The ALPIN Sentiment Dictionary: Austrian Language Polarity in Newspapers
Authors/Creators
- 1. TU Wien
- 2. Austrian Academy of Sciences
- 3. University of Vienna
Description
These datasets are part of the submitted paper for the LREC2022 conference entitled: "The ALPIN Sentiment Dictionary: Austrian Language Polarity in Newspapers"
The various data sources, as well as the methodology, are explained in detail in the research paper which will be available soon.
ALPIN stands for Austrian Language Polarity in Newspapers. The dictionary consists of three different parts which were merged together:
- Austrian Media Corpus: AMC (AMC_v1.0.csv)
- STANDARD posts: STP (STP_v1.0.csv)
- Austriacisms: AUT (AUT_v1.0.csv)
Austrian Media Corpus (AMC) (Ransmayr et al., 2017) & STANDARD posts (STP) (Schabus et al., 2017) rely on the SPLM algorithm as used in SentiDraw (Sharma & Dutta 2021). Austriacisms (AUT) was generated by using the Best-Worst scaling (BWS) (Kiritchenko and Mohammad, 2017b). The AUT list was collected from the “Variantenwörterbuch des Deutschen” (Ammon et al., 2016) (thereby only selecting those words that only surface in Austrian German and in no other variety of German) and an austriacism list of Wikipedia (https://de.wikipedia.org/wiki/Liste_von_Austriazismen).
The scores are scaled to the interval [-1, 1] using the min-max-abs scaling, ranging from negative to positive.
References:
Sharma, S. S., & Dutta, G. (2021). SentiDraw: Using star ratings of reviews to develop domain specific sentiment lexicon for polarity determination. Information Processing & Management, 58(1), 102412.

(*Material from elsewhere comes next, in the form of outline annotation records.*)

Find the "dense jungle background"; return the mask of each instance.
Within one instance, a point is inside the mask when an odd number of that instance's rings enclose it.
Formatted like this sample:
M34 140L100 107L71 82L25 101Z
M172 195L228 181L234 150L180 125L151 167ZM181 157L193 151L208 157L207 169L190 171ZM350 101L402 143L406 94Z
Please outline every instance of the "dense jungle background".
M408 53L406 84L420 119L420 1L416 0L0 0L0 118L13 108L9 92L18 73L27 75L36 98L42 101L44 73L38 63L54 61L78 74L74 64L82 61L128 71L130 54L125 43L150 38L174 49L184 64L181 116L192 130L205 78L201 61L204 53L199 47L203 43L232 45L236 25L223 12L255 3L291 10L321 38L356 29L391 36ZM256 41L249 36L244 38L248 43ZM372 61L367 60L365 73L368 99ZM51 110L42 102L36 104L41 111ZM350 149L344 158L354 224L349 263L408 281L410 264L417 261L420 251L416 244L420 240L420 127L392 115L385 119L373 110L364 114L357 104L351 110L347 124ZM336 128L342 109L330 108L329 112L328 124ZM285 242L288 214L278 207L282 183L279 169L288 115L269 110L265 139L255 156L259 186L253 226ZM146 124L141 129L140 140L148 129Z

Kiritchenko, S. and Mohammad, S. M. (2017b). Capturing reliable fine-grained sentiment associations by crowdsourcing and best-worst scaling.
Schabus, D., Skowron, M., & Trapp, M. (2017). One Million Posts: A Data Set of German Online Discussions. Proceedings of the 40th International ACM SIGIR Conference on Research and Development in Information Retrieval, 1241–1244. https://doi.org/10.1145/3077136.3080711
Ransmayr, J., Mörth, K., & Ďurčo, M. (2017). AMC (Austrian Media Corpus). In Korpusbasierte Forschungen zum österreichischen Deutsch. In Digitale Methoden der Korpusforschung in Österreich (= Veröffentlichungen zur Linguistik und Kommunikationsforschung Nr. 30) (pp. 27–38). Verlag der Österreichischen Akademie der Wissenschaften.
Ammon, U., Bickel, H., & Ebner, J. (2016). Variantenwörterbuch des Deutschen : die Standardsprache in Österreich, der Schweiz, Deutschland, Liechtenstein, Luxemburg, Ostbelgien und Südtirol sowie Rumänien, Namibia und Mennonitensiedlungen. Walter de Gruyter.